Kirby's more serious project is Caretaker, that operates at the border
of sampling (ancient pop and dance standards), glitch electronica and ambient music.
This one too produced an endless series of recordings, but instead of parodies
these sounded like post-modernist revisions of stereotypes that were full
of meaning; evocative and nostalgic but also intellectually challenging.
Selected Memories From The Haunted Ballroom (V/Vm Test Records, 1999),
A Stairway To The Stars (V/Vm Test Records, 2001), perhaps the best one,
and We'll All Go Riding On A Rainbow (V/Vm Test Records, 2003)

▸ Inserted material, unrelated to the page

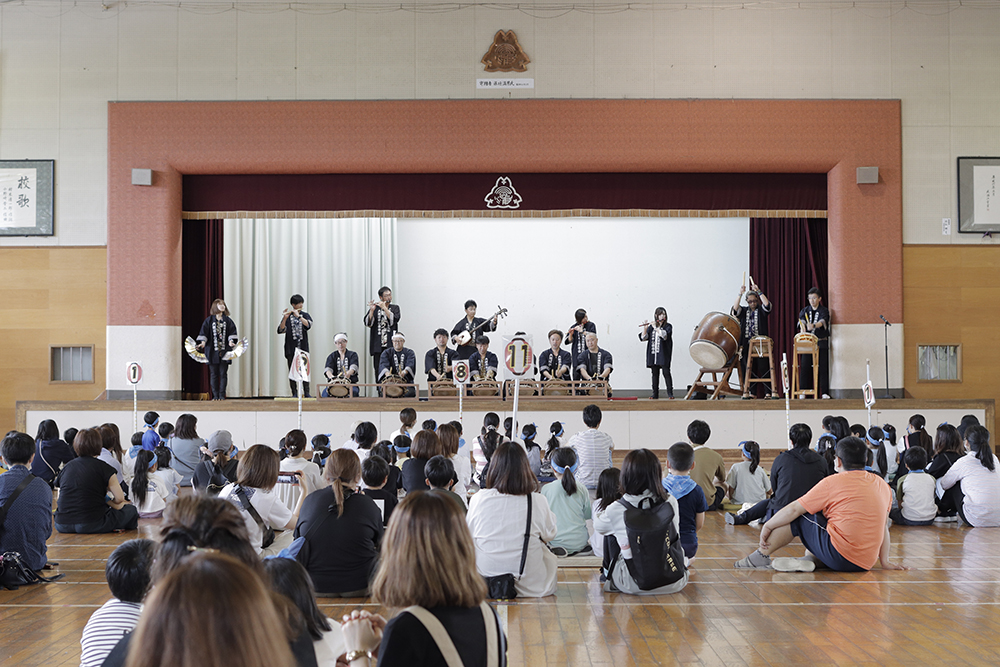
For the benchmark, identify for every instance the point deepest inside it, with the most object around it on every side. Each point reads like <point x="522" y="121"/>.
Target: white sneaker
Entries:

sounded like concept albums, and with a high-brow concept actually.
At the same time, the general concept of music "not to be listened to" was
reminiscent of the original manifesto of
Brian Eno's ambient music.
A Stairway To The Stars opens with the gloomy whirlwind of murmurs of
We Cannot Escape The Past, that sounds like a biblical omen.
It then journeys through vignettes that are
ethereal and otherworldly (Emptiness),
gothic industrial (Consigned To A Yesterday),
abstract and shapeless (Masquerade Ball),
menacing and dissonant (Malign Forces Of The Occult),
angelic and timeless (Friends Past Re-united),
brooding electronic muzak (Date With An Angel),
psychedelic distortion (Home),
etc.
The seven-minute closer, A Stairway To The Stars, provided a manual
of instructions on how to create Caretaker-like music as it mauls and mutates
a carnival-like melody to become an anguished metaphysical drone.
This album marked a pinnacle of Kirby's art, as there was little left of
the original sources and mostly one heard a solemn symphony of the collective
subconscious.
This was basically highly emotional musique concrete, whose
outcome was actually often akin to classical music.
The massive Theoretically Pure Anterograde Amnesia (V/Vm Test Records, 2005) collected 70 more imitations.
After
Additional Amnesiac Memories (V/Vm Test Records, 2006) and
Deleted Scenes Forgotten Dreams (V/Vm Test Records, 2007), the Caretaker
had refined its art to an almost baroque degree.
Persistent Repetition Of Phrases (V/Vm Test Records, 2008), wrapped in
waves of static noise, signaled an even more existential
(Rosy Retrospection, one of his best recreations of the ballroom of the Titanic)
and cosmic (Poor Enunciation)
mission,
next to sophisticated William Basinski-esque games (Persistent Repetition Of Phrases),
to abstract soundscapes (Past Life Regression) and to almost
musique concrete (Von Restorff Effect).
Recollections From Old London Town (V/Vm Test Records, 2009)
Caretaker's An Empty Bliss Beyond This World (History Always Favours the Winners, 2011)
sounds deliberately like a collage of vintage jazz records.